Ruangan hening, bahkan Pak Jaya terdiam. Tatapan pasrah Si Belang entah bagaimana membuatnya merasa luluh.
Sejak hari itu, kesepakatan kecil lahir.
Bu Ratna tetap memberi makan, tapi hanya di sudut tertentu.
Wadah makan dan pasir disediakan, dibersihkan rutin.
Komunitas hewan membantu sterilisasi kucing.
Warga ikut bergiliran menjaga kebersihan sekitar.
Pak Jaya masih s**a mengomel, tapi ia tak lagi sekeras dulu. Diam-diam, ia bahkan pernah melemparkan sisa ikan ke arah Si Belang ketika tak ada yang melihat.
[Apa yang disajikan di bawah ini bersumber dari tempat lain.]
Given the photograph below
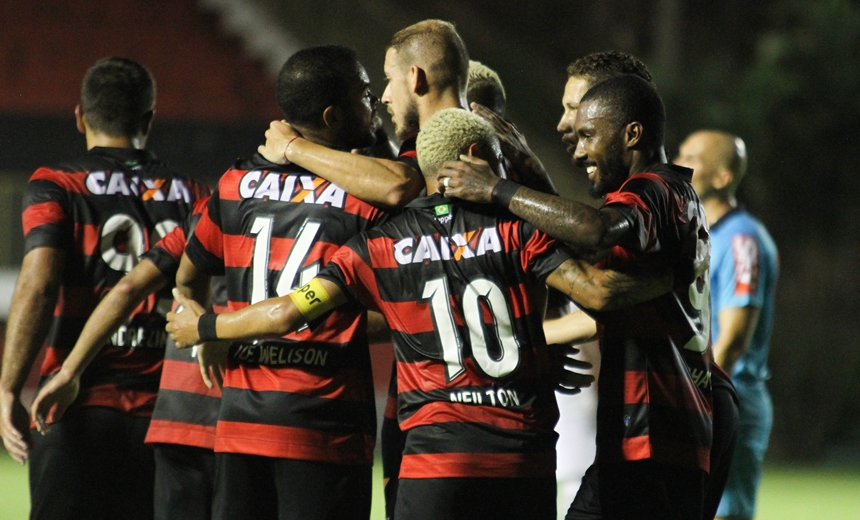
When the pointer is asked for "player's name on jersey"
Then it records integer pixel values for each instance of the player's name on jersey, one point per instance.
(136, 336)
(118, 183)
(458, 246)
(283, 187)
(274, 355)
(504, 397)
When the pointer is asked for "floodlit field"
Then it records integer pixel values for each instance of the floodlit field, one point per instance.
(788, 493)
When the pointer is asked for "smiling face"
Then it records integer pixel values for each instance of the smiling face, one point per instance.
(398, 97)
(600, 148)
(575, 88)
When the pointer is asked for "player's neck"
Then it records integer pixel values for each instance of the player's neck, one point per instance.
(95, 139)
(433, 102)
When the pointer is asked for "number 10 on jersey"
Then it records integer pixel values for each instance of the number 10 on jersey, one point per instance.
(475, 292)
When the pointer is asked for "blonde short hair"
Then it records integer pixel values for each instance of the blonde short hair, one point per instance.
(449, 133)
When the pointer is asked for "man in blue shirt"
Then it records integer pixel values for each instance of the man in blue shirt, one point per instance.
(744, 271)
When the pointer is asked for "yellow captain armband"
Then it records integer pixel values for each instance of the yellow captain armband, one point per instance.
(312, 300)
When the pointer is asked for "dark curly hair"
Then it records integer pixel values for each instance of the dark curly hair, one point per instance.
(601, 66)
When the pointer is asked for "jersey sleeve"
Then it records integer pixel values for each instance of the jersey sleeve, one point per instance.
(541, 254)
(737, 274)
(45, 217)
(205, 247)
(349, 269)
(640, 200)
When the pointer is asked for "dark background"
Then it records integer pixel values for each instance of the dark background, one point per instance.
(784, 75)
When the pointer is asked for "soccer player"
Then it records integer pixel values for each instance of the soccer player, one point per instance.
(86, 224)
(462, 289)
(485, 88)
(654, 399)
(182, 428)
(744, 272)
(426, 67)
(297, 424)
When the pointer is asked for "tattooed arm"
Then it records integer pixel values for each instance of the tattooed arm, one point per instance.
(606, 290)
(576, 223)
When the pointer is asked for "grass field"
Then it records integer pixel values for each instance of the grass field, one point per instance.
(788, 493)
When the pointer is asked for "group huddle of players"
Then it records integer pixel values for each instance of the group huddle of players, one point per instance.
(273, 284)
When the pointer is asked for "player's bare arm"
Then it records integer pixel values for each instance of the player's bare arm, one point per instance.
(270, 318)
(108, 316)
(30, 315)
(606, 290)
(567, 220)
(529, 170)
(575, 327)
(382, 182)
(737, 326)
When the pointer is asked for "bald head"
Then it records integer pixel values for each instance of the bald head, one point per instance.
(718, 160)
(436, 47)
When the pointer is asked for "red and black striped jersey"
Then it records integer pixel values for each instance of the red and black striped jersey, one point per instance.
(654, 397)
(106, 210)
(186, 410)
(462, 288)
(308, 395)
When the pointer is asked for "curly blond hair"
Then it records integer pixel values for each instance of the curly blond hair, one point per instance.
(449, 133)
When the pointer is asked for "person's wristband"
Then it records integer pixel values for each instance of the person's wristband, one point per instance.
(503, 192)
(288, 146)
(206, 327)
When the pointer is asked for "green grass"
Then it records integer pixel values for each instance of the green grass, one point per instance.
(787, 493)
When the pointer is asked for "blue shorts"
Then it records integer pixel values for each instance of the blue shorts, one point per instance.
(756, 419)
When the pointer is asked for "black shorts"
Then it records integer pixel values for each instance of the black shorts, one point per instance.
(184, 479)
(648, 490)
(259, 488)
(92, 464)
(476, 498)
(726, 424)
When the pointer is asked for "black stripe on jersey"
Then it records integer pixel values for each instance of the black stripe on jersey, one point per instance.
(164, 261)
(455, 437)
(328, 358)
(124, 380)
(186, 407)
(299, 411)
(203, 260)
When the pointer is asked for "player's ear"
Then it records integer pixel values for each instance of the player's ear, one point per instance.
(418, 80)
(79, 119)
(331, 116)
(723, 178)
(633, 134)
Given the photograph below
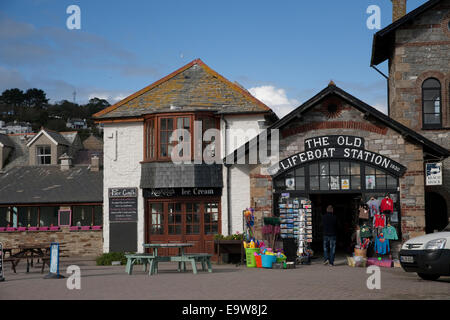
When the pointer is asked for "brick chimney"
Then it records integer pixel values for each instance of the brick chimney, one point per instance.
(398, 9)
(95, 163)
(66, 162)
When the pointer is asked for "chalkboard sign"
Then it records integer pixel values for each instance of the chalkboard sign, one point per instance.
(1, 263)
(64, 218)
(54, 262)
(122, 204)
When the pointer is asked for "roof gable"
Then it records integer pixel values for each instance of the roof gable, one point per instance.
(192, 87)
(55, 137)
(333, 91)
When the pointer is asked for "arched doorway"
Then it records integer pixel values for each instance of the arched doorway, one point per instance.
(436, 216)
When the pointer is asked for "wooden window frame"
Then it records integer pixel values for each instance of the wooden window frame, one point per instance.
(40, 156)
(428, 125)
(157, 133)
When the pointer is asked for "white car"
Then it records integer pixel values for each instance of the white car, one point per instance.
(428, 255)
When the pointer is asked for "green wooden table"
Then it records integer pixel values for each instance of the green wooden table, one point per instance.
(182, 257)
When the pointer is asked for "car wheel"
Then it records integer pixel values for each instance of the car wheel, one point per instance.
(430, 277)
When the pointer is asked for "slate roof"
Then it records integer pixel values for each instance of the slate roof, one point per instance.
(170, 175)
(333, 90)
(5, 140)
(383, 40)
(48, 184)
(193, 87)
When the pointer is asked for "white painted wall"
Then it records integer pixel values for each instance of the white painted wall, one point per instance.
(122, 169)
(240, 173)
(123, 152)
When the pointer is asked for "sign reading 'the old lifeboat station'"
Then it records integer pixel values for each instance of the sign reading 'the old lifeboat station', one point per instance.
(338, 147)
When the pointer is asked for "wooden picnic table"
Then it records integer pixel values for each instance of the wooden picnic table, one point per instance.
(154, 258)
(39, 251)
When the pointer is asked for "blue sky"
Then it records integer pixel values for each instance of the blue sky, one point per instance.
(283, 52)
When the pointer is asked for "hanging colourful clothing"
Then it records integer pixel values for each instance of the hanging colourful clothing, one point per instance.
(365, 231)
(379, 221)
(387, 205)
(381, 245)
(374, 207)
(390, 233)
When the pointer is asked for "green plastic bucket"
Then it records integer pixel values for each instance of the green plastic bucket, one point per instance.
(250, 257)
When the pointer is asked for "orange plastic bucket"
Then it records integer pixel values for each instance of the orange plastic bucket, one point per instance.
(258, 261)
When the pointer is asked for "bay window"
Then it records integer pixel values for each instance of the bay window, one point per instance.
(159, 129)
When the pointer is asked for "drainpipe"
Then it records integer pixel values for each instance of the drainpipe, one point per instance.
(387, 78)
(228, 166)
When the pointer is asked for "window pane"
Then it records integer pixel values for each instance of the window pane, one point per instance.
(430, 107)
(334, 168)
(432, 118)
(356, 168)
(431, 94)
(300, 172)
(98, 215)
(81, 216)
(170, 124)
(370, 170)
(314, 183)
(27, 216)
(314, 169)
(356, 182)
(381, 182)
(324, 183)
(300, 183)
(4, 217)
(345, 168)
(391, 182)
(48, 216)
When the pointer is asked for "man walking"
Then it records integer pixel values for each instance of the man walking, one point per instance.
(329, 236)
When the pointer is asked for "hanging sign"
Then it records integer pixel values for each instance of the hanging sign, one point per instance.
(1, 263)
(434, 174)
(181, 192)
(338, 147)
(123, 204)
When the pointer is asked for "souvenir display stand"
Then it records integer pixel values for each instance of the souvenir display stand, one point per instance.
(374, 233)
(296, 227)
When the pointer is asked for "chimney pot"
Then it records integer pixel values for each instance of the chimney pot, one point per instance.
(398, 9)
(66, 162)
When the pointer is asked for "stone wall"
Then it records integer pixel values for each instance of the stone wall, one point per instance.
(421, 51)
(78, 243)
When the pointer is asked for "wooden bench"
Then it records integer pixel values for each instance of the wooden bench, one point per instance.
(144, 258)
(193, 258)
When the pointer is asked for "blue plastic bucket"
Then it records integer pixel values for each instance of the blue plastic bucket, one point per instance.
(267, 261)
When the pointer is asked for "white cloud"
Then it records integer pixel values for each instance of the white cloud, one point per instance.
(275, 98)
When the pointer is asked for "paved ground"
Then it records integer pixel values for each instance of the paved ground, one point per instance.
(226, 282)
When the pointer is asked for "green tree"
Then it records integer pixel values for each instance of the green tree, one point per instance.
(35, 98)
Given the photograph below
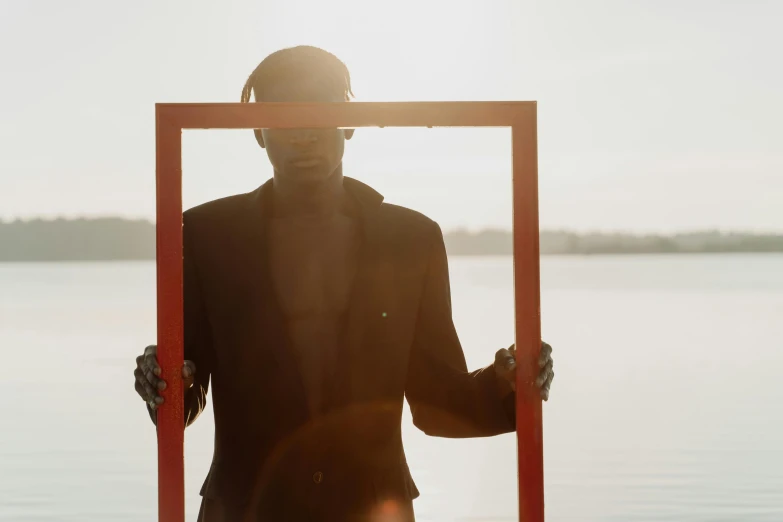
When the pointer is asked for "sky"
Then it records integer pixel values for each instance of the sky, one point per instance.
(654, 115)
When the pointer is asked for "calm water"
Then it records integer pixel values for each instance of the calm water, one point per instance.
(668, 402)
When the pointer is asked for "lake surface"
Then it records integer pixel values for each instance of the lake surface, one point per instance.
(667, 406)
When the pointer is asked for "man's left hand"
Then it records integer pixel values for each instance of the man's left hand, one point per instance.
(506, 368)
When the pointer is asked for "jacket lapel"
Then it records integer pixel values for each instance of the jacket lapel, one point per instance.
(374, 279)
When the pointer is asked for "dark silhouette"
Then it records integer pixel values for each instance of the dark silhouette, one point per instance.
(116, 239)
(314, 308)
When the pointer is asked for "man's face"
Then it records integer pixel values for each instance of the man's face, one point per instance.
(303, 155)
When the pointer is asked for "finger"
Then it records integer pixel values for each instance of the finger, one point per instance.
(150, 394)
(188, 369)
(140, 390)
(151, 359)
(505, 360)
(547, 384)
(545, 356)
(151, 370)
(543, 375)
(153, 380)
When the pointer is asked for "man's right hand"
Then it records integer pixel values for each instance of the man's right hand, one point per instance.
(148, 381)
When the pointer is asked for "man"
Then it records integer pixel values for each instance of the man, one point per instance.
(314, 308)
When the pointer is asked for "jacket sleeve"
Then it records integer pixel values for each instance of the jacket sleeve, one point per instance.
(445, 399)
(197, 333)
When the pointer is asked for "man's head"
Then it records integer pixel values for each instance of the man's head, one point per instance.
(301, 74)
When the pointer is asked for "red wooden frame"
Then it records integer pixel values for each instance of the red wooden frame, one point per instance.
(520, 116)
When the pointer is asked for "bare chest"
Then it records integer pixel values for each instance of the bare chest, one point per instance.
(313, 264)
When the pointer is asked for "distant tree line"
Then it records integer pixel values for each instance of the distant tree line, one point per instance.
(103, 239)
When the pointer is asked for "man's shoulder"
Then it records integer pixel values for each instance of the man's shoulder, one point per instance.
(398, 216)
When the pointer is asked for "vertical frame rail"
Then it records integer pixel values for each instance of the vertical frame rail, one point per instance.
(168, 253)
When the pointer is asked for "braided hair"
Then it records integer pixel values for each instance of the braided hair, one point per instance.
(297, 62)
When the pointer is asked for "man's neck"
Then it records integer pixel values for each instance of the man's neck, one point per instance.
(317, 200)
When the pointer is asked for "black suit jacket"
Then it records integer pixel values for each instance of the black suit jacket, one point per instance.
(272, 459)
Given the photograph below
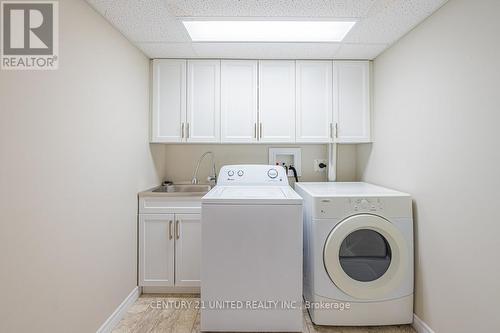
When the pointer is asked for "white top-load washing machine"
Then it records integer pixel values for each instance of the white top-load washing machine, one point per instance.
(251, 271)
(358, 254)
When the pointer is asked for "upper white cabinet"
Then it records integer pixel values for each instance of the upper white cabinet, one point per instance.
(351, 101)
(276, 101)
(260, 101)
(203, 101)
(238, 101)
(314, 113)
(169, 100)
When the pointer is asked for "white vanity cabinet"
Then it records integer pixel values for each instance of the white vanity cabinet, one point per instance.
(351, 101)
(169, 244)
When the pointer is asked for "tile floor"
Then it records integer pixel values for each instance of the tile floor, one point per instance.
(149, 314)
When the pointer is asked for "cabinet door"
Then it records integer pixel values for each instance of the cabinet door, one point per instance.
(203, 101)
(156, 250)
(314, 101)
(351, 100)
(277, 101)
(187, 250)
(238, 101)
(169, 100)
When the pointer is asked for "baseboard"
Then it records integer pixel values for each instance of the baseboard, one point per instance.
(420, 326)
(171, 290)
(120, 311)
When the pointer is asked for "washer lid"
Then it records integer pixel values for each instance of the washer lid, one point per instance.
(252, 195)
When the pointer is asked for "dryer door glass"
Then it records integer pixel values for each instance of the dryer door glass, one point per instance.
(365, 255)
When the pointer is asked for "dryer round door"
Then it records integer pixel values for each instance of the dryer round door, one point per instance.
(365, 256)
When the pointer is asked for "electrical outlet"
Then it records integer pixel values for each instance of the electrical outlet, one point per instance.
(316, 165)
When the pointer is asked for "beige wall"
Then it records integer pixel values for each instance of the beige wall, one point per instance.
(73, 155)
(437, 115)
(181, 160)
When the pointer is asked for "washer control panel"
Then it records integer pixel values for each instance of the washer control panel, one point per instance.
(252, 175)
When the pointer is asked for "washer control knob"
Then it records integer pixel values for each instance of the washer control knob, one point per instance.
(272, 173)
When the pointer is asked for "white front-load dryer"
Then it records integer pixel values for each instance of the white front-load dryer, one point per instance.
(358, 254)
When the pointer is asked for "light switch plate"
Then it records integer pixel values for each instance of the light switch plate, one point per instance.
(316, 165)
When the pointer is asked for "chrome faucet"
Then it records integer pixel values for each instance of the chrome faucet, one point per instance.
(213, 177)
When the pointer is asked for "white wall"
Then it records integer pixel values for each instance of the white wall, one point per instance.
(437, 115)
(181, 160)
(73, 155)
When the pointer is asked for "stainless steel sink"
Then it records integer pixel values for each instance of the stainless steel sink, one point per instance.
(183, 188)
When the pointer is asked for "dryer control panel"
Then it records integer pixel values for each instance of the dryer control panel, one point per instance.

Suatu pagi, saat hendak berangkat kerja, ia melihat Si Belang duduk diam di tepi jalan, menatapnya dengan tenang. Ia menghela napas, lalu berkata lirih
“Hiduplah selama kau bisa, Belang. Kau nggak minta dilahirkan jadi kucing liar, kan?”
Di sore yang hangat, Si Belang tetap mengeong setiap kali Bu Ratna keluar membawa nampan plastik. Kini, ia bukan sekadar kucing liar. Ia telah menjadi simbol bahwa kasih sayang dan kenyamanan bisa berjalan berdampingan, asal manusia mau membuka hati dan mencari jalan tengah.